While a few Italian physicists have been enjoying their time in the spotlight, some others have been less enthused about public attention for their interpretation of data. Especially as they are now on trial for manslaughter.
Late last month, researchers at the Gran Sasso laboratory declared that they had seen neutrinos travelling faster than light, violating a central tenet
of physics. Their reading of the data is controversial - perhaps more controversial than the interpretation of data by six experts assessing earthquake threats at nearby L'Aquila.
Unfortunately for the six earthquake scientists and engineers, they could now face 15 years in jail each. According to the prosecution, they provided "incomplete, imprecise and contradictory information", resulting in an inadequately prepared population and 309 people dead when an earthquake struck L'Aquila on 6 April 2009.
No one is claiming that the experts should have predicted the earthquake. But, according to the prosecution, they played down the risks more than the information available merited. The claim is that they did not, as required, take into account the fragility of buildings and the number of people at risk. Given the scientific advice, the prosecutors allege, a jittery public became too relaxed.

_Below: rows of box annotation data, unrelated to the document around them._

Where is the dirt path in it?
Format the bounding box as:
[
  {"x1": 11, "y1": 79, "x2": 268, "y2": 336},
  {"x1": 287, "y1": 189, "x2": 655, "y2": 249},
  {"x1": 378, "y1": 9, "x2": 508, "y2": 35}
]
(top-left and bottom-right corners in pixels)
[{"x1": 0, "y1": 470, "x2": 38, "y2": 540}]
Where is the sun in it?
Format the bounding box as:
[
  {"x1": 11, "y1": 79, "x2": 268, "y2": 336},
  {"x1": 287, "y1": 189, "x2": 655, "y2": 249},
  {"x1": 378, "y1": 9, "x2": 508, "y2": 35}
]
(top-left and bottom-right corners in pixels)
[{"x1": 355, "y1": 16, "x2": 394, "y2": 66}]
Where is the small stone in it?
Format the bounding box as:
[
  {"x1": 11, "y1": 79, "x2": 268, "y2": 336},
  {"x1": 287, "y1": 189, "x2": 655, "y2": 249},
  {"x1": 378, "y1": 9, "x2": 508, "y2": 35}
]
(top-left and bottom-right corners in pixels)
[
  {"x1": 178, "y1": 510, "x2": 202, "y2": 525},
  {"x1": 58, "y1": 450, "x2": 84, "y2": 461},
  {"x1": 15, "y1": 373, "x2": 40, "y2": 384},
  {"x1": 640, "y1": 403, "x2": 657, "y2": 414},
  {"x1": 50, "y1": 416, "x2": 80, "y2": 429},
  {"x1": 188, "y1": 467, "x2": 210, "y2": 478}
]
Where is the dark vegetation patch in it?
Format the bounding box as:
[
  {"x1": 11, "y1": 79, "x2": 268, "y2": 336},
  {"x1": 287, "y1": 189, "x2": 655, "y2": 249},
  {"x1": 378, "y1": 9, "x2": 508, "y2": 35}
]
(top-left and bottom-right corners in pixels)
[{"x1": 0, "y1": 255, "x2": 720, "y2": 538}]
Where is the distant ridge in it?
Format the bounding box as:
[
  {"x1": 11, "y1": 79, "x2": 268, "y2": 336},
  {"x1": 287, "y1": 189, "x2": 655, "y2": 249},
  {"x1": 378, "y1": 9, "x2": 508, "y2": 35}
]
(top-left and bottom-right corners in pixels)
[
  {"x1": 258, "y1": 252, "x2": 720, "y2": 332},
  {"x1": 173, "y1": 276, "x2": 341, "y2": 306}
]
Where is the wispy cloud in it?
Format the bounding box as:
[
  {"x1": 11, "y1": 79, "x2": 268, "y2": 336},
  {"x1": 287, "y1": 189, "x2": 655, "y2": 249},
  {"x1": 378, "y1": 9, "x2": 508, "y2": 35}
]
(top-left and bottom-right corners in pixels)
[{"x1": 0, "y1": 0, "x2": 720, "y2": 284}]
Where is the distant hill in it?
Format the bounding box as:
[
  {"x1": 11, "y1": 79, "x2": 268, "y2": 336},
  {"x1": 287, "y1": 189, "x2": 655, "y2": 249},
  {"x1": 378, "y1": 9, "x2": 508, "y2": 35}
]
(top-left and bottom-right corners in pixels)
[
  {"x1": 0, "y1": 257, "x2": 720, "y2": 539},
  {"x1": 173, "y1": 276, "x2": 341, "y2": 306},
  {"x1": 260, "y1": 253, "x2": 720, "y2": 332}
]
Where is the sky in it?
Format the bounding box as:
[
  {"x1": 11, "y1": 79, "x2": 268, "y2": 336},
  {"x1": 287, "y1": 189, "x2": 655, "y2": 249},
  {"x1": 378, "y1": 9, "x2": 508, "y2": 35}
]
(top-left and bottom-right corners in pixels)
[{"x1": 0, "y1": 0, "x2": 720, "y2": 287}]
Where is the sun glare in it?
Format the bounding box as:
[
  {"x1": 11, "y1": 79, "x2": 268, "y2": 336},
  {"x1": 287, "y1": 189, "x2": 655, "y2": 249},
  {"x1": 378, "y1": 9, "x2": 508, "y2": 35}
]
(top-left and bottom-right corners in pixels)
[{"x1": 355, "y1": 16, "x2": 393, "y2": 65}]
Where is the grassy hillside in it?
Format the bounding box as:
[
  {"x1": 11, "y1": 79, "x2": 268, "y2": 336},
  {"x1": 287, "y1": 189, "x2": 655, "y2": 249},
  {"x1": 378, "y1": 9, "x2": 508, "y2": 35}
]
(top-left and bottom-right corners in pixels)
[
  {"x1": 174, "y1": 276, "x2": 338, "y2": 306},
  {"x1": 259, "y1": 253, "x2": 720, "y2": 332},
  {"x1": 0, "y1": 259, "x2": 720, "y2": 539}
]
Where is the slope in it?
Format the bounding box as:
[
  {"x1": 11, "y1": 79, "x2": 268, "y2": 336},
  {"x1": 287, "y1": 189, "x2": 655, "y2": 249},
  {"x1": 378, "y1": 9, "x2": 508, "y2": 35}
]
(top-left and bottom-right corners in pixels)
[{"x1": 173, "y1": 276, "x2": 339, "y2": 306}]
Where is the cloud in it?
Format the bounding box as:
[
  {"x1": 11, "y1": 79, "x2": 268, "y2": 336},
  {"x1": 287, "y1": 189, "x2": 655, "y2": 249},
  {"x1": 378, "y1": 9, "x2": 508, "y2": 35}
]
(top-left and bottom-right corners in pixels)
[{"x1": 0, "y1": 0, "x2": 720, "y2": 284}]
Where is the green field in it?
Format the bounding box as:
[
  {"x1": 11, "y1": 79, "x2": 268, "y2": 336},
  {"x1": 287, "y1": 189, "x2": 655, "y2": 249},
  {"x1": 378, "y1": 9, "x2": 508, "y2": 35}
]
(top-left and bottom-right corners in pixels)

The advice of the L'Aquila Six was motivated partly by discomfort over the way a retired technician from the Gran Sasso lab had been interpreting the release of radon gas from rocks in the L'Aquila region. Newspapers had been publishing Giampaolo Giuliani's alarming radon-based earthquake predictions. As a result, the local people were scared and confused; the official line was different - that a major earthquake event was unlikely.
The experts held a meeting to discuss the problem with officials, and then staged a press conference at which a Civil Protection Agency official, Bernardo de Bernardinis, told journalists that there was "no danger" and encouraged them to go and have a glass of wine.
The six say that de Bernardinis, who also stands accused of manslaughter, misinterpreted their comments. Prosecutors argue that the experts were negligent nonetheless.
The case has caused outrage among scientists across the world, but it remains to be seen whether this reaction is justified. Raw data is inherently unreliable. The Gran Sasso neutrino researchers know this, which is why, after six months of checking and failing to find a flaw (and having their hand forced by an insider's blog post), they opened their doors and invited others to inspect their data. Even if an embarrassing mistake is found, it is unlikely to have an adverse effect on the image of science. The L'Aquila case will leave a much graver legacy.
The panel of experts no doubt made it clear to their employers that science is not able to forecast earthquakes reliably. The question that will now be addressed is whether they misrepresented what their abilities did enable them to do, and whether they fulfilled all the obligations placed on them.
The damage is done, however: the case has already set many scientists against offering any kind of official advice. In a world beset by problems that need scientific input, that can only be a bad thing.